Caschi malissimo, ciccio. Io sono insegnante, e ho fatto alternativa alla IRC, quindi sappi che l’ora di religione è ASSOLUTAMENTE FACOLTATIVA. Lo so che vi rode che in moltissimi la seguano, ma dovrete farvene una ragione. Hai detto una monumentale castroneria, ma è solo una delle tante 😀 Andiamo avanti. La Chiesa non si è mai impicciata di tematiche astronomiche, ma casomai non lo sapessi, ti informo che Nicolò Copernico, studioso che ha teorizzato il moto della terra attorno al Sole era un prete, morto nel suo letto senza alcun problema con la gerarchia ecclesiastica.
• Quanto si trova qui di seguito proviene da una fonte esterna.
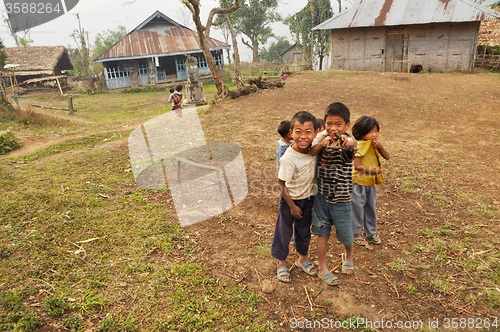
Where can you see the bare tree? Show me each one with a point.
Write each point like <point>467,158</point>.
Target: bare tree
<point>20,41</point>
<point>203,35</point>
<point>184,16</point>
<point>236,54</point>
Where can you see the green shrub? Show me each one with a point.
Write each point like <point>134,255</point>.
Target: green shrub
<point>8,143</point>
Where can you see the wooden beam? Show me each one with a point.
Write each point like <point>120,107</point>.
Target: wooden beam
<point>53,108</point>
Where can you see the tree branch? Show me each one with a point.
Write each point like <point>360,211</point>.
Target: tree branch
<point>245,43</point>
<point>216,11</point>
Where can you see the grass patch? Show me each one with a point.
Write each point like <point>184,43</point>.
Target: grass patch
<point>398,265</point>
<point>74,144</point>
<point>141,258</point>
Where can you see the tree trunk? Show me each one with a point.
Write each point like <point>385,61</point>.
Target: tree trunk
<point>3,94</point>
<point>236,53</point>
<point>203,35</point>
<point>255,49</point>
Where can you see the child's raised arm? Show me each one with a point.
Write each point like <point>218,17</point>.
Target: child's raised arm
<point>383,152</point>
<point>364,169</point>
<point>294,209</point>
<point>316,149</point>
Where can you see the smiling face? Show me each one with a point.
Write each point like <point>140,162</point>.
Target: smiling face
<point>303,135</point>
<point>335,124</point>
<point>371,135</point>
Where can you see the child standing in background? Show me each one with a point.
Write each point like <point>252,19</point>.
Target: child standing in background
<point>284,142</point>
<point>333,200</point>
<point>321,125</point>
<point>177,97</point>
<point>366,174</point>
<point>296,179</point>
<point>170,97</point>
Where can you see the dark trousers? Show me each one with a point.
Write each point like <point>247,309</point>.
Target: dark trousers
<point>287,225</point>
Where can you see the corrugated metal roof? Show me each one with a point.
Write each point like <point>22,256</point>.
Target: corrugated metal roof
<point>161,37</point>
<point>374,13</point>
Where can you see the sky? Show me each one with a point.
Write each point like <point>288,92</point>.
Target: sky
<point>97,16</point>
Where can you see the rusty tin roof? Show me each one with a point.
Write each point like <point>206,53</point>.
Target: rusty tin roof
<point>157,36</point>
<point>375,13</point>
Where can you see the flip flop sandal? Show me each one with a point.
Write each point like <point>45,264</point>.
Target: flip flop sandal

Se hai intenzione di tirar fuori il buon Galileo, sappi che sono prontissimo e che qui su UCCR se ne è parlato diffusamente. Quanto all’affermazione che la cucina non faccia parte dell’identità personale, sono ancora in preda all’ilarità. I preservativi, certo che sono vietati dalla Chiesa, mai detto il contrario! Ma tu hai fatto un parallelo improprio, “niente preservativo = tanti figli”. E tu saresti quello che mi ha messo in riga? Semmai mi hai fatto piangere dalle risate! Salutami Shiva 101, il buffone di corte di satana 😀
Ignoranza portami via. Bastasse il battesimo ad aumentare il numero dei credenti dal punto di vista concreto, ovvero a suscitare automaticamente la fede, vivremo in un mondo di santi. Poi mi pare che lei non abbia mai aperto un libro di IRC, altrimenti saprebbe che questi testi danno ampio spazio anche alle altre religioni: uno studente attento potrebbe tranquillamente apprendere, fare dei confronti e poi scegliere. Che poi l’IRC sia facoltativo ormai lo sanno anche i sassi, e infatti c’è chi sceglie di non seguirlo.
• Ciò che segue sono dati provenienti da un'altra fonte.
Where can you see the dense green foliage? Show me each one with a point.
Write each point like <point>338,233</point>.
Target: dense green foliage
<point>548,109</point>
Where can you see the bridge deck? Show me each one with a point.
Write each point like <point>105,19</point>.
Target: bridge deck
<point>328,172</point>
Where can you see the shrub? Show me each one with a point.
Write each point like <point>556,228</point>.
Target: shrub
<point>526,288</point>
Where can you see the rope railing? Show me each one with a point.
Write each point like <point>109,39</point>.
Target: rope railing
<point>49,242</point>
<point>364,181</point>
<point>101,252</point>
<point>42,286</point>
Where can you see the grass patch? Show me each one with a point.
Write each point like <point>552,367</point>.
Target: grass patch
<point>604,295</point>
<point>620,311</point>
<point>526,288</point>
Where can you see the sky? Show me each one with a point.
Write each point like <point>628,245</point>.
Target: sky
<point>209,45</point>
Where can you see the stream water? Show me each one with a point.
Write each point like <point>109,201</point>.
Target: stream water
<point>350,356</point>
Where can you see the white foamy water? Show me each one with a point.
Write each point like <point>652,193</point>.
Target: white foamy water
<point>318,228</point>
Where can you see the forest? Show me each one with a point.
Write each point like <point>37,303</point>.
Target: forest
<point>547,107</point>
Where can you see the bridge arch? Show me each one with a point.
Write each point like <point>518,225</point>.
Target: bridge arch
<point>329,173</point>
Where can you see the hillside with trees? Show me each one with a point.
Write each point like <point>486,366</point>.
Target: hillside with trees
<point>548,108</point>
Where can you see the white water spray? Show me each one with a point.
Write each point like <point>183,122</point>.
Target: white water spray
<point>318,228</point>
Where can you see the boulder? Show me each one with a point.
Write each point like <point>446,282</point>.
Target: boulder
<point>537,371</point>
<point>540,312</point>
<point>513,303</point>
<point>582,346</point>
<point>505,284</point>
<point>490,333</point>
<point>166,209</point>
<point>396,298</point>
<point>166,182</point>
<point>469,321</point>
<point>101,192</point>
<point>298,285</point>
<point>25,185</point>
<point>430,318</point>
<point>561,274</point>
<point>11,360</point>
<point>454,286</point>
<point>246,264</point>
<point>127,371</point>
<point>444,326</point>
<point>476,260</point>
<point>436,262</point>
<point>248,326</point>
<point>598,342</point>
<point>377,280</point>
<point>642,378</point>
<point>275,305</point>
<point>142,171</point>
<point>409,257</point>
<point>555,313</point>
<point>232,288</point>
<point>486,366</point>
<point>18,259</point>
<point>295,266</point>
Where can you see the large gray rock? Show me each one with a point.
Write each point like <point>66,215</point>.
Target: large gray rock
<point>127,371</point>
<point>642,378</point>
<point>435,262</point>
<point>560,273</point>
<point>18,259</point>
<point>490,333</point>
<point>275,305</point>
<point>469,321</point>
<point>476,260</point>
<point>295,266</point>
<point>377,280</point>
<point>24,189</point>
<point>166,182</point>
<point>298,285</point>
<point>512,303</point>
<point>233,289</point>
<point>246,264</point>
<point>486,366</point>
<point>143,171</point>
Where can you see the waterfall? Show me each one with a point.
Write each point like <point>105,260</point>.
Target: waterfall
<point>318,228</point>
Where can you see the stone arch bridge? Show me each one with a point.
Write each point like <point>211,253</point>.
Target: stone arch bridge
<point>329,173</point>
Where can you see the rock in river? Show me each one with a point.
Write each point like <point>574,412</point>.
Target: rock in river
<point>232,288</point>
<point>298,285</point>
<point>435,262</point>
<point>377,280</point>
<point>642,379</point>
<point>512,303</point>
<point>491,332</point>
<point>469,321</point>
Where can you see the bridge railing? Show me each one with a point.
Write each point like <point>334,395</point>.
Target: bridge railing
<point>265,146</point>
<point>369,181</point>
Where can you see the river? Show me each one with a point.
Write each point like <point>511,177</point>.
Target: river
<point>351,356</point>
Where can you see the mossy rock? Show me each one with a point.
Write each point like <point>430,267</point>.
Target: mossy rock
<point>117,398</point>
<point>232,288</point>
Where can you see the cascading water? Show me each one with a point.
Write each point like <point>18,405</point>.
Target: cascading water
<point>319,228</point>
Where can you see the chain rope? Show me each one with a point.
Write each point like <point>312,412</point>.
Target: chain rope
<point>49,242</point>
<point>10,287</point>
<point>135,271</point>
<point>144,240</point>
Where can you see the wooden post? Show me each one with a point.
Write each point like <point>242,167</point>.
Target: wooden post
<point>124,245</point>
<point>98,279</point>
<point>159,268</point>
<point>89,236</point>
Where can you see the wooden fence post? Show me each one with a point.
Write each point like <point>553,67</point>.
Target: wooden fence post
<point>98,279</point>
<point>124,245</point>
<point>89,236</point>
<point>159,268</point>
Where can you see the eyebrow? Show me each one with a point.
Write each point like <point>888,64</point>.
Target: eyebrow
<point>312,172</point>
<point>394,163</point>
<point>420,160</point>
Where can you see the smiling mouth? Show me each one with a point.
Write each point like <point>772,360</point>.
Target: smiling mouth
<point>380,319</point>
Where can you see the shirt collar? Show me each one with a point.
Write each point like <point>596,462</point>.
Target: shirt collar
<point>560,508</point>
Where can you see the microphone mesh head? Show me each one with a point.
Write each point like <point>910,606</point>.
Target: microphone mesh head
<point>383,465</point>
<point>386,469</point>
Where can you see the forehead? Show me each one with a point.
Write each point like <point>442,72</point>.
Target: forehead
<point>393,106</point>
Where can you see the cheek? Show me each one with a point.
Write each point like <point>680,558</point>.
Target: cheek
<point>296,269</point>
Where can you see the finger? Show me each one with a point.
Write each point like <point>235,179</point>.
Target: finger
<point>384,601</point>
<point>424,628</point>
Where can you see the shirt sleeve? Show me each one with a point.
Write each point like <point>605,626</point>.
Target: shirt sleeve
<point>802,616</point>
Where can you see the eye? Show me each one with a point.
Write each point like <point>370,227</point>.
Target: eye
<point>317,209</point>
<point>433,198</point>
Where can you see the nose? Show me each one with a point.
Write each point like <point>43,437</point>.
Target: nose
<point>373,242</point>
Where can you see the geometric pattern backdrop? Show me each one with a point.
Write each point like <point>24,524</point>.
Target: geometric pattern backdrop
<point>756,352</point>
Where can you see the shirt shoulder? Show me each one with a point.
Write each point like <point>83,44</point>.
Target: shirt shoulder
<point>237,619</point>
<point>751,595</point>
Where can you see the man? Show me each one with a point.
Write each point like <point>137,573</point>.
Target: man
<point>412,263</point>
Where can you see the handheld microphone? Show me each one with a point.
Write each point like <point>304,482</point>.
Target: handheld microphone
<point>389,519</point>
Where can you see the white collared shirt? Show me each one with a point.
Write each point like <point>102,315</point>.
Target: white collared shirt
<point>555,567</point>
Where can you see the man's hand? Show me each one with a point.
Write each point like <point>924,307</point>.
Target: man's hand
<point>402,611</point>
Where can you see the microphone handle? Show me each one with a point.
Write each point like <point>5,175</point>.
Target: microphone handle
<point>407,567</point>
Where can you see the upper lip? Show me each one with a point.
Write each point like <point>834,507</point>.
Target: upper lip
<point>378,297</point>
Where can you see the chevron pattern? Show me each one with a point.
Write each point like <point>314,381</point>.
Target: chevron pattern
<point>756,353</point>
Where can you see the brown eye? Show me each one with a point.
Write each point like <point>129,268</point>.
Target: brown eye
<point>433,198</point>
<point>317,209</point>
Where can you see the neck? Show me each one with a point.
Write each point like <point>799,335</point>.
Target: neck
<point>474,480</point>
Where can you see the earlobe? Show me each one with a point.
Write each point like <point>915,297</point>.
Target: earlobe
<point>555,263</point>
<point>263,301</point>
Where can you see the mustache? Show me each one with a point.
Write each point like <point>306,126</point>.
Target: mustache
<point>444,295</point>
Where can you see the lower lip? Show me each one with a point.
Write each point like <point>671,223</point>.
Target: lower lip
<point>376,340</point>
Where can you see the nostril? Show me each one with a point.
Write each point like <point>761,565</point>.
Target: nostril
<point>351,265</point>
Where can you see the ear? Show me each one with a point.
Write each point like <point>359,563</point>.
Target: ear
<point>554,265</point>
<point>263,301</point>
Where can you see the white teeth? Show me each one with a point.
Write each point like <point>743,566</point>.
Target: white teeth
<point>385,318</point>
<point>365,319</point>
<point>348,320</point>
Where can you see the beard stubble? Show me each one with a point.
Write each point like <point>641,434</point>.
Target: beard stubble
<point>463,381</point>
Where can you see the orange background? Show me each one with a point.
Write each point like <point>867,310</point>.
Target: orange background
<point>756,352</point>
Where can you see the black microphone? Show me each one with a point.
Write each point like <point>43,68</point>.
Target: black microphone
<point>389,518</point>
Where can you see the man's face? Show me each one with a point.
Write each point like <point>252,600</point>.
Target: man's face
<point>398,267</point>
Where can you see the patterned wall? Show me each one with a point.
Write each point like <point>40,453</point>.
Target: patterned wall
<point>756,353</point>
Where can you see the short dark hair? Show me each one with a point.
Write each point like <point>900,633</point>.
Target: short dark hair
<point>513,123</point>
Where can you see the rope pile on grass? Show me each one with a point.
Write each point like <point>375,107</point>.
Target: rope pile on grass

MastroMatteo ha giustamente fatto notare come la lingua, banalmente, venga trasmessa dalla famiglia d’appartenenza. Aggiungo: qualsiasi dato culturale, e di conseguenza anche ideologico, viene trasmesso dalla famiglia. Ed è ovvio sia così. Se una famiglia atea educa un bambino a odiare i cristiani va bene perché a lei fa comodo, mentre se una famiglia cristiana educa un bambino alla fede no? Il dato dirimente è che la famiglia trasmette l’educazione alla fede, non la fede: quella resta sempre una scelta dell’individuo, l’accettazione di un dono. Altrimenti, seguendo la sua teoria, non esisterebbero né i convertiti da un lato, né l’apostasia dall’altro.
Infine, la Chiesa vieta i contraccettivi ma non i metodi naturali. La Chiesa non obbliga nessuno a fare figli, anzi più volte ha richiamato ad una “genitorialità responsabile”, che tenga conto delle reali possibilità della famiglia. Dall’altro lato invece c’è un’Europa che sta abbandonando proprio il concetto di “genitorialità”, visto il calo demografico: forse forse se noi cristiani per primi ci dessimo un po’ da fare per invertire la rotta non sarebbe male.